12:02	<gsnedders>	eighty4: No, if holiday then no concept of time. The inverse does not hold true.
12:03	<eighty4>	:)
12:03	<eighty4>	I'm having 2 days completly alone tomorrow... during that time I'll probably have no concept of time
12:15	<remysharp>	Is this a sensible place to ask html5 questions - in particular about using it for new sites/pages?
12:16	<gsnedders>	remysharp: Yes
12:16	<gsnedders>	remysharp: But I would say that, wouldn't I? :)
12:16	<jgraham>	gsnedders: The right answer was no. We fail on the first clause (Is this a sensible place)
12:16	<gsnedders>	jgraham: True.
12:17	<remysharp>	Hmm, okay - how about senseless questions?
12:17	<jgraham>	remysharp: However it is still a good place to ask HTML 5 questions
12:17	<gsnedders>	jgraham: But giving the right answer would be sensible.
12:17	<jgraham>	Perhaps the best
12:17	<jgraham>	Just note the /topic
12:18	<remysharp>	So, in the <footer> element, if I have a list of elements -
12:18	<remysharp>	As per this example: http://dev.w3.org/html5/spec/Overview.html#the-nav-element
12:18	<remysharp>	shouldn't the list be in a nav element?

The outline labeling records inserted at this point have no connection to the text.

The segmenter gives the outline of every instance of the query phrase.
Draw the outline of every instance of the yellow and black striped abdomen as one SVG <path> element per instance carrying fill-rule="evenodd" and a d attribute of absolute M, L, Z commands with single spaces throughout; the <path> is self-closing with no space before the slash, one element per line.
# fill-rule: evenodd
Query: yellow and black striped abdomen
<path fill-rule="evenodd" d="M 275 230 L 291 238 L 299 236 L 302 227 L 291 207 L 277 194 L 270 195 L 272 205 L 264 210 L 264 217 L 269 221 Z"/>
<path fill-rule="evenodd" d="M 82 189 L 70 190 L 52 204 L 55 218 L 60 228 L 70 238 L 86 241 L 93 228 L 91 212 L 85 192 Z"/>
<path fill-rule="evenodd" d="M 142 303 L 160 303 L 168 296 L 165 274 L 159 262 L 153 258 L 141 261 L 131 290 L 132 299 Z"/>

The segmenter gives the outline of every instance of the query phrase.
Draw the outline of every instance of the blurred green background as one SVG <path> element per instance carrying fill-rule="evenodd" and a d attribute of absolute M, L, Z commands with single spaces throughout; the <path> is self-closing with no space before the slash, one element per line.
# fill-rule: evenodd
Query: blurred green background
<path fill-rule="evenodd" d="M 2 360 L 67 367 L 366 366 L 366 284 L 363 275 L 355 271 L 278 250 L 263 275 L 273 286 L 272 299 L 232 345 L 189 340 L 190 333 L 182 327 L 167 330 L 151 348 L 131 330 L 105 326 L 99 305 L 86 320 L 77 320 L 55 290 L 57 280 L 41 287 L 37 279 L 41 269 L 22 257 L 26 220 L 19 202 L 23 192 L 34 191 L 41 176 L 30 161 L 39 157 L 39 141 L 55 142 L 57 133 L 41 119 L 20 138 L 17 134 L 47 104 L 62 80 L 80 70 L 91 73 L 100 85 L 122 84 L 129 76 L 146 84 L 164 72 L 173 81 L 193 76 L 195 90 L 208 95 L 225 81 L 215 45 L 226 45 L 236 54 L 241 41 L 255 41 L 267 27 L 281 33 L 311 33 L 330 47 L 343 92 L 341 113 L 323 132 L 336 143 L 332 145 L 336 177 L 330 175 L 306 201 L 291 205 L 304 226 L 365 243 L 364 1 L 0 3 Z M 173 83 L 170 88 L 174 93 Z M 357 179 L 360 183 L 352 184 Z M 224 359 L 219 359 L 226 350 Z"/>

12:18	remysharp	hmm - was that the right link...
12:19	<gsnedders>	remysharp: "Not all groups of links on a page need to be in a nav element — only sections that consist of primary navigation blocks are appropriate for the nav element."
12:19	<gsnedders>	remysharp: They aren't primary navigation links
12:19	<remysharp>	gsnedders: ah, right, so only "primary" - great - thanks.
12:20	<remysharp>	So I've been using a few live examples around the web to help me code my html5 page -
12:20	<remysharp>	and I've been looking at the uxlondon.com site -
12:20	<remysharp>	which uses the <div class="section"> method to get around having to use JS to trigger IE to see html
12:20	<remysharp>	so - my question is -
12:20	<jgraham>	(On the opther hand it does make some sense that the primary navigation might be partially in the footer so the content model restriction maybe doesn't make sense)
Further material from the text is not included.